All in all, although I love kebab case, in order to have it in your language you need to make pretty significant trade-offs. Given this, I'm not surprised any mainstream non-lisp-like language doesn't have it.

txbuck|3 years ago

(Hot damn, that was a super thorough/thoughtful reply in a short amount of time.)

You're spot on about the quirky syntax, but I don't think it's as serious a trade-off or addition in complexity (or even a change), given that:

- (IIRC) many style-guides/formatters already enforce spaces between binary operators and their operands (but especially identifiers) and in my super-subjectively-opinionated opinion you should already be doing that even without a formatter

- I don't feel particularly strongly one way or another about any other special characters like "+", so really in this case I'm only considering the dash

- Requiring the dash be between alpha/alphanumerics makes it play nice with unary operators

- The language would be terrible for code-golfing, but that's a relatively niche application I'd definitely consider worth spurning

thaumasiotes|3 years ago

> First obvious option is to get rid of the infix "-" operator, which is what Lisp does. In lisp-like languages you don't write "a - b" instead you write "- a b", this way there is nothing to confuse "a-b" with.

This is a gross error. In your sense, Lisp does not even have operators, only identifiers. The reason there is no confusion between "(- a b)" and "(-ab)" is the spacing that separates the three identifiers in the first case.[1]

Your comment is especially weird because you go on to discuss Lisp's approach as being "an alternative option to what Lisp does".

[1] However, Lisp does have a potential problem with identifiers that begin with a hyphen, due to the need to support literal numeric values like -3. Thus the Common Lisp decrement function is named "1-" despite not returning the value (1 - operand).

kaba0|3 years ago

> As long as any char doesn't have a special meaning (e.g. in Agda "(", ";", "," etc have special meanings) you can use it in an identifier.
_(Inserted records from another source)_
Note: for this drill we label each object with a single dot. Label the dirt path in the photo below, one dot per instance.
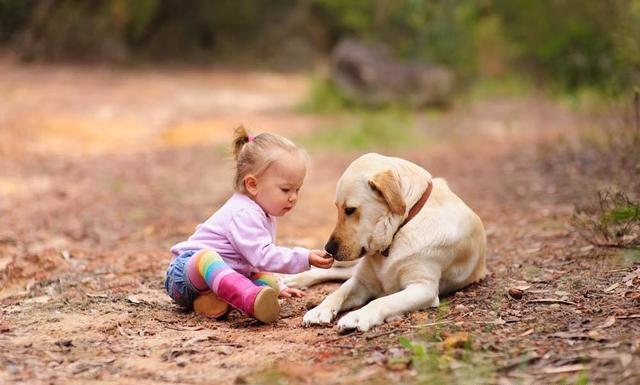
(101, 171)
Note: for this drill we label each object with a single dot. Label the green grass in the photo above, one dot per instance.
(324, 97)
(385, 129)
(507, 86)
(628, 257)
(434, 365)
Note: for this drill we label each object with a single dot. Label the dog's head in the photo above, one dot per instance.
(371, 198)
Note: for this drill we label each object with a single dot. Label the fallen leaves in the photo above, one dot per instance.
(456, 340)
(564, 369)
(515, 293)
(552, 300)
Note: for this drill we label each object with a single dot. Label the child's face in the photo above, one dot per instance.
(276, 190)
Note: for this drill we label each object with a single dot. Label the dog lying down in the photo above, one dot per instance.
(402, 238)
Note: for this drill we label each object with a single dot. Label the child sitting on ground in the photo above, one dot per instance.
(225, 262)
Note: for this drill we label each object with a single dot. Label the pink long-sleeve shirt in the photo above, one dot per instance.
(243, 234)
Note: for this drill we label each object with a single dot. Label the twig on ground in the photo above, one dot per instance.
(381, 334)
(552, 300)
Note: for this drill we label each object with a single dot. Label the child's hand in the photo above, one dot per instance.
(289, 292)
(320, 258)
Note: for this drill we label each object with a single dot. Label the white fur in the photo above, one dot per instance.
(440, 250)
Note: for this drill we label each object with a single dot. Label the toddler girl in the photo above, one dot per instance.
(224, 262)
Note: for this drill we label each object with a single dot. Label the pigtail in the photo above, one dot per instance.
(240, 138)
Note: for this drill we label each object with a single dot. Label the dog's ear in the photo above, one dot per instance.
(387, 185)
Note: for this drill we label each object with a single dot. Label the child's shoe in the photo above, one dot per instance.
(266, 307)
(211, 305)
(260, 302)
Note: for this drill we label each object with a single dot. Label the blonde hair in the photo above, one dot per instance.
(254, 154)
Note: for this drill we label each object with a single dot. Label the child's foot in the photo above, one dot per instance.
(266, 307)
(211, 305)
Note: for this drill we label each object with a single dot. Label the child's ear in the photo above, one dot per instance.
(251, 184)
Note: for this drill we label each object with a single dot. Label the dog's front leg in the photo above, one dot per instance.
(340, 271)
(351, 294)
(415, 296)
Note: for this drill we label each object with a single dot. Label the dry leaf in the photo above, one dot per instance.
(530, 331)
(515, 293)
(456, 340)
(563, 369)
(608, 322)
(4, 262)
(612, 287)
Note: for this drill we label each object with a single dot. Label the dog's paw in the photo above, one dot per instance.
(301, 280)
(361, 320)
(319, 315)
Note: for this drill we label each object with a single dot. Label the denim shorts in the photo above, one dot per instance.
(177, 284)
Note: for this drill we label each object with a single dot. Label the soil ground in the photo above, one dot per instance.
(102, 170)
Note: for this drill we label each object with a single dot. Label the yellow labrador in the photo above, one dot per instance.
(416, 238)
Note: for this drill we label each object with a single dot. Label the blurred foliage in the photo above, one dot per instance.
(390, 128)
(569, 43)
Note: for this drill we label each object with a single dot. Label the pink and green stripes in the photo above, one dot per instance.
(264, 279)
(206, 269)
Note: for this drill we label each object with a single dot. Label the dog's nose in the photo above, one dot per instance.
(332, 246)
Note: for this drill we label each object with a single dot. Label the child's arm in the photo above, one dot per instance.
(250, 238)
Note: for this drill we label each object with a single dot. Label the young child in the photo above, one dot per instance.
(225, 262)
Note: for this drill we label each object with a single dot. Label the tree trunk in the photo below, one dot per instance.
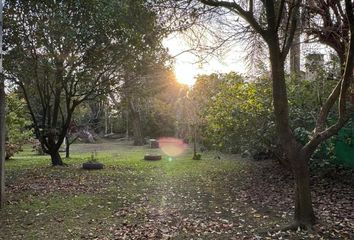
(136, 124)
(56, 158)
(195, 142)
(2, 121)
(2, 142)
(138, 136)
(304, 214)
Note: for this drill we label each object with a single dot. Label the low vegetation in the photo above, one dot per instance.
(219, 197)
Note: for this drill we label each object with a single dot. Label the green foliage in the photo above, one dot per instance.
(18, 124)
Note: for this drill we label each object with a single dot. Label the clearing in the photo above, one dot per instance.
(174, 198)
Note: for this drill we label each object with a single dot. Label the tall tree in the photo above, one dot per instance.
(2, 118)
(62, 53)
(276, 22)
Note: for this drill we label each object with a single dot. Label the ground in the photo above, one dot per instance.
(175, 198)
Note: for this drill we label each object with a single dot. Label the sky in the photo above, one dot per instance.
(187, 68)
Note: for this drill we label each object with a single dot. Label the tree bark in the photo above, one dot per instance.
(2, 120)
(56, 158)
(136, 124)
(304, 214)
(67, 147)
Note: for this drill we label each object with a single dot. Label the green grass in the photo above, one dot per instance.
(70, 203)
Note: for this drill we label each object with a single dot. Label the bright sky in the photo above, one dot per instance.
(186, 68)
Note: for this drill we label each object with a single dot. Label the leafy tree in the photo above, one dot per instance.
(64, 53)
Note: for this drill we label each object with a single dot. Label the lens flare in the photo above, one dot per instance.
(172, 146)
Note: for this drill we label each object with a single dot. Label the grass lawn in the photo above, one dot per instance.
(174, 198)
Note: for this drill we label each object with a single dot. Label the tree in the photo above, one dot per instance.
(276, 22)
(18, 124)
(64, 53)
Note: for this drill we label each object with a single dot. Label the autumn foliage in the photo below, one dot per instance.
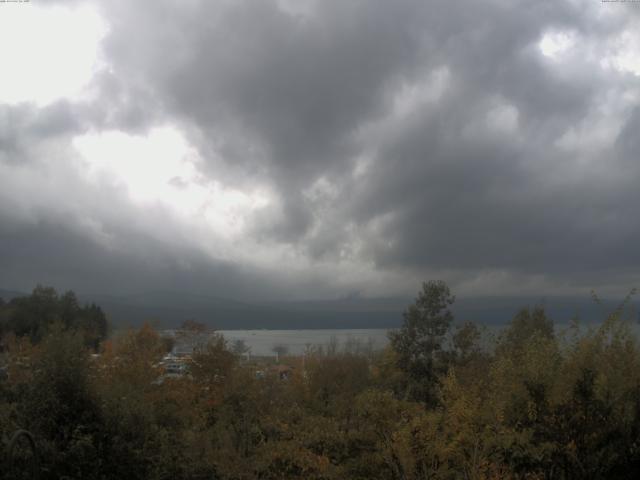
(443, 401)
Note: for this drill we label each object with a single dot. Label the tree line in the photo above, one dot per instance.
(442, 401)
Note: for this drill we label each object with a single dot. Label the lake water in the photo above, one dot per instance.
(262, 342)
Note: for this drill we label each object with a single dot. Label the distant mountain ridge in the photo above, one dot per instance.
(169, 309)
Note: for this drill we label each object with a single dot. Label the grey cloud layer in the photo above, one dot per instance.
(481, 178)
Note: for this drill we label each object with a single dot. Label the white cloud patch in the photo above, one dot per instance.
(47, 53)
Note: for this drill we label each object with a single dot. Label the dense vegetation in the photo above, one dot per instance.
(442, 401)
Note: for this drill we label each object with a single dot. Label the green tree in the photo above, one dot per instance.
(419, 342)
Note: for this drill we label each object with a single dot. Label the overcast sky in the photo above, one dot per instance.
(320, 148)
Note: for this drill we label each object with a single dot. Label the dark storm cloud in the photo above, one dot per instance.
(491, 172)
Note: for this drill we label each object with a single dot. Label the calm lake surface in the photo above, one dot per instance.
(262, 342)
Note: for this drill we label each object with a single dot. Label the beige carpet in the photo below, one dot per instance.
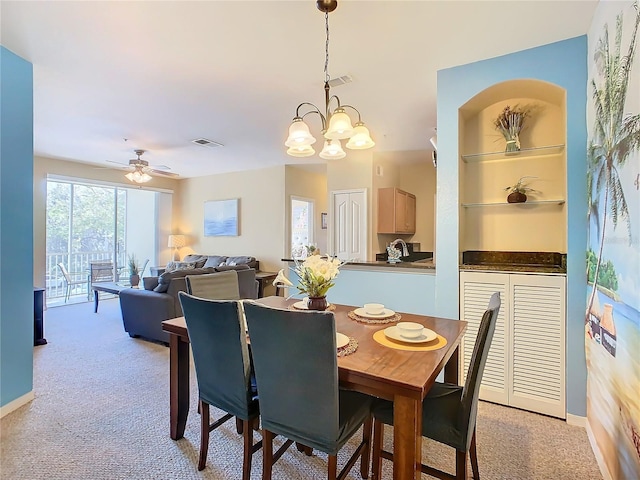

The trade-off is that

I would say the trade off is variable names like “a+b” themselves. I fail to see any reason why would I want something like that, like even in Math where the grammar is very hand-wavy to accommodate human parsing you would be insane to write that (though to be fair, math does have their own share of problem with identifiers, enumerating all the letters in different alphabets is not a sustainable solution)

jostylr|3 years ago

One could also not have subtraction but simply negation, so instead of a-b being subtraction, one could have a+-b. It probably already works in most languages. Doubt it would be embraced.

Arch-TK|3 years ago

It's a bit hard to parse it outside of languages like lisp because of infix.

thaumasiotes|3 years ago

Infix has nothing to do with it. We can already parse expressions of the form "x - 20". The change would be to stop interpreting "x-20" as being the same set of three tokens as "x - 20".